La Cimade manifeste dans plusieurs villes d'Occitanie contre la loi asile et immigration

Les militants de la Cimade ont notamment manifesté devant le Capitole à Toulouse pour dire leur opposition à la loi asile et immigration. / © Cimade 31
Les militants de la Cimade ont notamment manifesté devant le Capitole à Toulouse pour dire leur opposition à la loi asile et immigration. / © Cimade 31

La Cimade a organisé des manifestations dans toute la France ce lundi pour dire son opposition à le projet de loi asile et immigration dont l'examen commence ce même jour à l'Assemblée nationale. Plusieurs rassemblements symboliques ont eu lieu en Occitanie.

Par Laurence Boffet avec AFP

"Attention chute de droits", "Virage à droite obligatoire". "Attention chasse en cours"... Armés de panneaux routiers détournés en "code de la honte", les militants de la Cimade ont choisi d'interpeller les députés de la majorité en Occitanie ce lundi.  "C'est une action nationale dans une quarantaine de villes en même temps et une action symbolique le jour de l'ouverture des discussions sur la loi asile et immigration à l'Assemblée Nationale " explique Pierre Grenier, délégué régional Sud-Ouest à la Cimade. "Alors qu'ils vont mettre en place un code de l'entrée au séjour pour les étrangers, nous avons souhaité adresser un code de la honte aux parlementaires. Parce que s'ils votent cette loi, c'est à notre sens honteux pour la démocratie".

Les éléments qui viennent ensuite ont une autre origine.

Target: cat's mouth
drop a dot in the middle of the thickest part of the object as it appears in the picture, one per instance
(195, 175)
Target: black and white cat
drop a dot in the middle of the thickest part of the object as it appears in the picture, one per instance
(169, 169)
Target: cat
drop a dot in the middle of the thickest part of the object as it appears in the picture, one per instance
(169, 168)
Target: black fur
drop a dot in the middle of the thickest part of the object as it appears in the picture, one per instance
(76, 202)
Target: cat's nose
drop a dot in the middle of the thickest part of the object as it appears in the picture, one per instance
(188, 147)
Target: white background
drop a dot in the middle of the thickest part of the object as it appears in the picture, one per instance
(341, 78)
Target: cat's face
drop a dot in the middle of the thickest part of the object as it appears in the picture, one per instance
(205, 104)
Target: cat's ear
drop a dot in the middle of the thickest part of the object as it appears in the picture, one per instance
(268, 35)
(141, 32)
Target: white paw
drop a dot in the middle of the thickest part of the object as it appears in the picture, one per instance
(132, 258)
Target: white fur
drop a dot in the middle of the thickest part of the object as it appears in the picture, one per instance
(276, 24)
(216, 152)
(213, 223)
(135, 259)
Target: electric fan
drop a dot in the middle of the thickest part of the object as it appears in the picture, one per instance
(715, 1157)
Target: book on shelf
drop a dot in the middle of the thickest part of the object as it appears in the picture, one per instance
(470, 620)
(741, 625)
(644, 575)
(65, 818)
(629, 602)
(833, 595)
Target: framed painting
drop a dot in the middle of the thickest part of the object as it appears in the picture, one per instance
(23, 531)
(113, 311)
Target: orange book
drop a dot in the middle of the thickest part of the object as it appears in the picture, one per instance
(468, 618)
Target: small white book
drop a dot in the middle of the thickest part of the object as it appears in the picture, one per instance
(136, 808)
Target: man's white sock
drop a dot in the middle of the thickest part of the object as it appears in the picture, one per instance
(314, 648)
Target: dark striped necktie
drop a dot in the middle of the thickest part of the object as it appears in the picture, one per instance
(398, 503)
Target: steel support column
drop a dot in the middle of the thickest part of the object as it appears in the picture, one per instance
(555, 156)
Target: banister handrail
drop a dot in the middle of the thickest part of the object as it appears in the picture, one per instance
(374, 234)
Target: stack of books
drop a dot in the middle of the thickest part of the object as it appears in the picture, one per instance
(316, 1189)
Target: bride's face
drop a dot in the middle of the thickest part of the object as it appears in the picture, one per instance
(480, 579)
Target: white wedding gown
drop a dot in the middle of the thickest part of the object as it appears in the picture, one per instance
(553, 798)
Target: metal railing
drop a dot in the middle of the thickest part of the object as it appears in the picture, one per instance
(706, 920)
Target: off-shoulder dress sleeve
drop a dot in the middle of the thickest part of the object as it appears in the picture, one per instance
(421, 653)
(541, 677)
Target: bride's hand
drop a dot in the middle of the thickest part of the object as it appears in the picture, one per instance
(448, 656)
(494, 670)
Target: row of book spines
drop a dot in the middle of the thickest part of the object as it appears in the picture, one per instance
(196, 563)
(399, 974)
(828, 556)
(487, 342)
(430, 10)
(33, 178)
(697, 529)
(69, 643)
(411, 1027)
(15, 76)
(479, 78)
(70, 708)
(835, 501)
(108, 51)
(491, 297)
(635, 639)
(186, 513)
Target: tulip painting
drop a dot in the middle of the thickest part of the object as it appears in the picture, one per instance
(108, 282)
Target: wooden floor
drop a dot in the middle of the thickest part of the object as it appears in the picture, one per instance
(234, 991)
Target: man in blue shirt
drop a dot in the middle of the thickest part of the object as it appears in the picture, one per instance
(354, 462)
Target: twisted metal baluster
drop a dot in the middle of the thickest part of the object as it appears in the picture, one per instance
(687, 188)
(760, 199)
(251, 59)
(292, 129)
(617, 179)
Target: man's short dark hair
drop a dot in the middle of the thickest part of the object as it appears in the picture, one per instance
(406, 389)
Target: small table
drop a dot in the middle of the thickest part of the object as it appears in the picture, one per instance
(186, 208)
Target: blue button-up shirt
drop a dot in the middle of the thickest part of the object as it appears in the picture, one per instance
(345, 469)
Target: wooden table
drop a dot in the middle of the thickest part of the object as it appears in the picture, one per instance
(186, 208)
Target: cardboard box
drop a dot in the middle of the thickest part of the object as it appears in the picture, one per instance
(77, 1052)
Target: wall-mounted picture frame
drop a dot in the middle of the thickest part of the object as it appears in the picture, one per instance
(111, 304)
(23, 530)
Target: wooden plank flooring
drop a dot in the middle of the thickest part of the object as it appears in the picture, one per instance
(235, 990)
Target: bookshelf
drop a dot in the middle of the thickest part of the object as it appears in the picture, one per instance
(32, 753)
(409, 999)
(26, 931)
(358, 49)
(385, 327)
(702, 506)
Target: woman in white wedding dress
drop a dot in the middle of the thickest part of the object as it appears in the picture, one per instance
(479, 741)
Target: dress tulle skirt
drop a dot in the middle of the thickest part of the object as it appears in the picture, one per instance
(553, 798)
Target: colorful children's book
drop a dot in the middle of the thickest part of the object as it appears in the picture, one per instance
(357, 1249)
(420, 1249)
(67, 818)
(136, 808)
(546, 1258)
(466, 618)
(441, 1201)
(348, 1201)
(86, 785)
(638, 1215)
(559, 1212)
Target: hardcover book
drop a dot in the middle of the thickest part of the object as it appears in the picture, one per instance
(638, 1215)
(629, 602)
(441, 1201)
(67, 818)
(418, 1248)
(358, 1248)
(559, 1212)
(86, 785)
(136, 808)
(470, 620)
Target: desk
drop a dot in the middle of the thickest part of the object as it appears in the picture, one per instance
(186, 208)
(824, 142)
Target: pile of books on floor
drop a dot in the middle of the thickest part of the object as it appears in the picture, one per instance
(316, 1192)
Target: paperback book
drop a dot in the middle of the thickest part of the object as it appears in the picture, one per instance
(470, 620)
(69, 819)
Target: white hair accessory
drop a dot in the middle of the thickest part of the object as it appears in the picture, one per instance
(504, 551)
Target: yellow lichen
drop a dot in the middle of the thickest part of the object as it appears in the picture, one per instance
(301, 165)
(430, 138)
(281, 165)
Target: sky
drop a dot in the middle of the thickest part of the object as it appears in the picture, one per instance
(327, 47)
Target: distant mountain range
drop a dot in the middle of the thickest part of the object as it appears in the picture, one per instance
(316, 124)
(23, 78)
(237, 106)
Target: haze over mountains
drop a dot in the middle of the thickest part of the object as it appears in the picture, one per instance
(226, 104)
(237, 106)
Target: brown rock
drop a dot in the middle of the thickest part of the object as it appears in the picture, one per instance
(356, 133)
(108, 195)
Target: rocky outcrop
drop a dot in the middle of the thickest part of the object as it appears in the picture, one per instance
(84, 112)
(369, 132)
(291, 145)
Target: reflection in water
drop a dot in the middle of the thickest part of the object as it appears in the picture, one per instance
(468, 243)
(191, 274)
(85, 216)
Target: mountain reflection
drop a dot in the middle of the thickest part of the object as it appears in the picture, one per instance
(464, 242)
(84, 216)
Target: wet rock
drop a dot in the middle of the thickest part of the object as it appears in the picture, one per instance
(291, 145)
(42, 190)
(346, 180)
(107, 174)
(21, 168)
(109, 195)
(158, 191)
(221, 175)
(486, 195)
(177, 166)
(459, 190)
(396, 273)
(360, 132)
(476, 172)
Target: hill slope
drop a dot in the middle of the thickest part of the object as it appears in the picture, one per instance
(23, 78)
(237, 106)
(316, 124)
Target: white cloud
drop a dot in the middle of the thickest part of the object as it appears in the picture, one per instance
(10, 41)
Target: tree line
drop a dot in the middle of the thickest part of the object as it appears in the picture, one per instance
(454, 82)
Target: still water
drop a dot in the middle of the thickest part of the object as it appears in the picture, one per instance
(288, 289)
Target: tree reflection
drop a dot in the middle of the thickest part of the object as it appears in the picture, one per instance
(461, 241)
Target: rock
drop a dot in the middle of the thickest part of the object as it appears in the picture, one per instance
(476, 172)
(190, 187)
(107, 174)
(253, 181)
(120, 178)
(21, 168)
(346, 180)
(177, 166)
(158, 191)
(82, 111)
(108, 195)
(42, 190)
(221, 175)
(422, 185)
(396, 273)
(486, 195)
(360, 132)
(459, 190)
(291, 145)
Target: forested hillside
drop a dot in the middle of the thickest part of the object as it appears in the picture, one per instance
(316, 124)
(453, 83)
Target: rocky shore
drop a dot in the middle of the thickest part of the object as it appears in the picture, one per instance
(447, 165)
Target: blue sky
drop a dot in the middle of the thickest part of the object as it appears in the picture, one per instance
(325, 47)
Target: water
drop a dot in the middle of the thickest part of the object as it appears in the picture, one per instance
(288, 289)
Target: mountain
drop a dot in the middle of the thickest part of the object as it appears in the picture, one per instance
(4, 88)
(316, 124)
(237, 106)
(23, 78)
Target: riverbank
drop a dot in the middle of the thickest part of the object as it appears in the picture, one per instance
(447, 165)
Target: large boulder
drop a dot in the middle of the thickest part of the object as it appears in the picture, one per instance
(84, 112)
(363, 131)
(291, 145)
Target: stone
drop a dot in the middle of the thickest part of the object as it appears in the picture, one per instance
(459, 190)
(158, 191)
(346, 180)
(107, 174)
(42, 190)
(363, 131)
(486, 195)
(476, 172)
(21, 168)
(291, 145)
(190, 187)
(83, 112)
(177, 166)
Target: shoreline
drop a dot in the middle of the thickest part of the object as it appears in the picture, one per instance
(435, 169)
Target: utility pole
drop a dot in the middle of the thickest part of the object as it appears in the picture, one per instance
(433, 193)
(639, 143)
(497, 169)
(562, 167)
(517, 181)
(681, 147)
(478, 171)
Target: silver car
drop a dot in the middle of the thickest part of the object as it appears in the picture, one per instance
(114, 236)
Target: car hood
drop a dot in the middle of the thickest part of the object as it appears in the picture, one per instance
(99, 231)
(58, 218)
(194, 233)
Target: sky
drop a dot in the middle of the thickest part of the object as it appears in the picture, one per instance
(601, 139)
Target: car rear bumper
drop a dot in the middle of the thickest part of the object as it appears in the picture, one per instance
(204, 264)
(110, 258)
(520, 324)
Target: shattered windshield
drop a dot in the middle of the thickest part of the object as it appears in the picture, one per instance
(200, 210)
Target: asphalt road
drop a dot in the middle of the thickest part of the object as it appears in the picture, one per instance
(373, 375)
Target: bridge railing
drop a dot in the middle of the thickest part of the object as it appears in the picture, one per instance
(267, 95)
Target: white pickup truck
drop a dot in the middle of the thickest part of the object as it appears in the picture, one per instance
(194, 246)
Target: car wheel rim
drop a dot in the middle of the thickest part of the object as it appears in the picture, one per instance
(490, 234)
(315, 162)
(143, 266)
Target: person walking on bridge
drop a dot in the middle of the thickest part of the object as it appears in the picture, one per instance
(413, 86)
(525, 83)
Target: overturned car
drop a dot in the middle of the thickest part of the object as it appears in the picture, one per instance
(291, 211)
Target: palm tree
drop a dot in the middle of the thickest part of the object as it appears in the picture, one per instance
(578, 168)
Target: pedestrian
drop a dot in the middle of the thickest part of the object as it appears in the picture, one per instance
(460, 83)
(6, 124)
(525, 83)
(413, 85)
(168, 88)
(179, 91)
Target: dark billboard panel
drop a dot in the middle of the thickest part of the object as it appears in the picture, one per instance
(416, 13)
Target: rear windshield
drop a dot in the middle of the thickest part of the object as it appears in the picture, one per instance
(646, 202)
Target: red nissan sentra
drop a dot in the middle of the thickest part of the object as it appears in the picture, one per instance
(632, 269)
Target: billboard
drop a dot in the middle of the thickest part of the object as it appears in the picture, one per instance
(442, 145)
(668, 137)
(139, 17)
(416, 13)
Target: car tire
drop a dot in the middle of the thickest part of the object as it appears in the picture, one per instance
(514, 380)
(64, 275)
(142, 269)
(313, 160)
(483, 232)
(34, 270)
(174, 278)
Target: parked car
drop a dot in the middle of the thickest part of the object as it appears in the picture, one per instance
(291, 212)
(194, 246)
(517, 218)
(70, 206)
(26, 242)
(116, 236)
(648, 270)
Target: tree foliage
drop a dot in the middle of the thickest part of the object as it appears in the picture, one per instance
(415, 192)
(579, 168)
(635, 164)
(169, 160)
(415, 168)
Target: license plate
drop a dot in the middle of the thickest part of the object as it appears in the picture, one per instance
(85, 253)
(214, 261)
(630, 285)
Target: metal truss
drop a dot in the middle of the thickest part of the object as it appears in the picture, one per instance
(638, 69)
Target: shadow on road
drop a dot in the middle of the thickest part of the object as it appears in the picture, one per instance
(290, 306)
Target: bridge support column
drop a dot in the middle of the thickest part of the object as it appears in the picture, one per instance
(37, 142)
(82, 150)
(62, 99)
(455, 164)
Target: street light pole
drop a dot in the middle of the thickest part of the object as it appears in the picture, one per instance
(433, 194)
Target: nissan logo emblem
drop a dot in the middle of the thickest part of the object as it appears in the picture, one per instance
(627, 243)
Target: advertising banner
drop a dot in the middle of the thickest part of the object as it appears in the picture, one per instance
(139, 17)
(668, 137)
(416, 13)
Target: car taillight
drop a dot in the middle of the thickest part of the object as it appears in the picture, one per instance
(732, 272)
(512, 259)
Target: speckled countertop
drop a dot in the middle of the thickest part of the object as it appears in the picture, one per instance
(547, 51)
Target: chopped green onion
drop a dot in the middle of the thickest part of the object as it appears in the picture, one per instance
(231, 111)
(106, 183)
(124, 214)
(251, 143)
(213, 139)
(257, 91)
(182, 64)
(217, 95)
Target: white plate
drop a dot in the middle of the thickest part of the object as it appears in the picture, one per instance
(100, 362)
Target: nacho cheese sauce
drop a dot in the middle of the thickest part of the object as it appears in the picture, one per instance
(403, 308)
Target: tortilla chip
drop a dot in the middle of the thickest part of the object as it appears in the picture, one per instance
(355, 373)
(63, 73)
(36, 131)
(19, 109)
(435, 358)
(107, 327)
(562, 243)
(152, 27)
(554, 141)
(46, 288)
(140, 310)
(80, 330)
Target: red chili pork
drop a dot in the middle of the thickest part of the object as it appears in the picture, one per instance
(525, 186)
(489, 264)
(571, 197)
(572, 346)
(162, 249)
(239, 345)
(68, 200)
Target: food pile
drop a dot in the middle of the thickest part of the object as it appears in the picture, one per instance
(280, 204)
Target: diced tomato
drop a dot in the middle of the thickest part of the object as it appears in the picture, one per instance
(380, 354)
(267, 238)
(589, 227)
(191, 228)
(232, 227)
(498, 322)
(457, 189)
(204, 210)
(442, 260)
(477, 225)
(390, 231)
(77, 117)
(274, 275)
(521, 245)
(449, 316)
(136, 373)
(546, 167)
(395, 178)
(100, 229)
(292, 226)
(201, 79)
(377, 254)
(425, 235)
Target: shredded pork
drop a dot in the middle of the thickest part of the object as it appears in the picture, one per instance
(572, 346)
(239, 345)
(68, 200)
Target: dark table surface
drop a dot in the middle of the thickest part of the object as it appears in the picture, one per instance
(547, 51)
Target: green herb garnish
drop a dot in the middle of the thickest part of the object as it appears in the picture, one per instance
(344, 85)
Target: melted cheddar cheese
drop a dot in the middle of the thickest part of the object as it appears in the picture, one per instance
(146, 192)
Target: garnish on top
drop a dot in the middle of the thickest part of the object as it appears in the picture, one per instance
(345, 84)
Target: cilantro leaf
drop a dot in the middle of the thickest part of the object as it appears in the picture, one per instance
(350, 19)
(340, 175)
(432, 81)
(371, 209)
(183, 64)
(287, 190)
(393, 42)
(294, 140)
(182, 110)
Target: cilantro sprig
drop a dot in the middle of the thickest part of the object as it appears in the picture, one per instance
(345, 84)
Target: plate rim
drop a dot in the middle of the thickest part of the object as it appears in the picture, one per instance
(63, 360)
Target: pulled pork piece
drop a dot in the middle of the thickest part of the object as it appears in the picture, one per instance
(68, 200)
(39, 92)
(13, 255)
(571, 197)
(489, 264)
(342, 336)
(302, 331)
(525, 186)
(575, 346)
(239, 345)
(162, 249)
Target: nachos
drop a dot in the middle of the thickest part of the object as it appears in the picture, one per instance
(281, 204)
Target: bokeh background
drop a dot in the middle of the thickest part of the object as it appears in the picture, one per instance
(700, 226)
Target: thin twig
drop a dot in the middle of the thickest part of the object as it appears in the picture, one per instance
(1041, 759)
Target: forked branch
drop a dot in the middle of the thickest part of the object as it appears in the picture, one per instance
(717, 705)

Plusieurs rassemblements devant les permanences des députés de la majorité​

Si à Tarbes et à Toulouse, les manifestants ont choisi de manifester devant les mairies pour se rendre visibles, ils ont aussi manifesté devant plusieurs permanences de députés En Marche dans notre région. C'était le cas notamment à Alès et à Narbonne, à la permanence d'Alain Péréa. 
Dans le Gers, ils ont investi la permanence du député En Marche Jean-René Cazeneuve puis les bureaux du sénateur socialiste Franck Montaugé à Auch pour "les convaincre de ne pas voter cette loi qui est totalement indigne, régressive, inhumaine" avant de publié la vidéo sur les réseaux sociaux :
A Paris, plusieurs centaines de manifestants se sont rassemblés ce lundi aux abords de l'Assemblée, à l'appel de la Cimade et de la Ligue des droits de l'Homme. Un autre rassemblement a eu lieu devant le siège parisien d'En marche. 

Un texte controversé au sein même de la majorité

Le texte porté par Gérard Collomb prévoit notamment de réduire à six mois les délais d'instruction de la demande d'asile, pour entamer rapidement le travail d'intégration des réfugiés, et à l'inverse, de faciliter la reconduite à la frontière des déboutés. 
Critiqué au sein même de la majorité, malgré les efforts de pédagogie déployés depuis plusieurs mois par le ministre de l'Intérieur qui incarne la ligne "dure" de l'exécutif, ce texte risque bien de la mettre à l'épreuve. Il fait en tout cas tanguer dans les rangs des "marcheurs", particulièrement investis sur ce sujet touchant leurs "convictions". Et malgré les menaces de sanction agitées par Christophe Castaner, le délégué général de LREM, certains n'excluent pas de voter contre comme le député de la Haute-Garonne, Sébastien Nadot.

Droite et gauche à l'opposé sur ce texte

De son côté, la droite, qui dénonce "ambitions bien modestes" et "laxisme", souhaite pouvoir fixer des quotas d'accueil annuels, limiter le regroupement familial et éloigner plus facilement les étrangers représentant une menace. La présidente du Front national, et députée du Pas-de-Calais, Marine Le Pen devrait s'impliquer sur ce texte qui va selon elle "accélérer" l'immigration. 
A l'autre bord, la gauche de la gauche est vent debout contre un projet de loi "inutile et dangereux", surfant "sur la logique de la peur". Les Insoumis ont appelé les autres groupes politiques à "sursaut de convergence républicaine et humaniste".
Les socialistes jugent quant à eux que le texte "tourne le dos à nos principes constitutionnels", les élus UAI (UDI, Agir et Indépendants) veulent "équilibrer" ses mesures.
L'Assemblée se prononcera à l'issue des échanges sur l'ensemble du texte, sans vote solennel en raison de la pause de deux semaines qui s'ensuit dans les travaux parlementaires.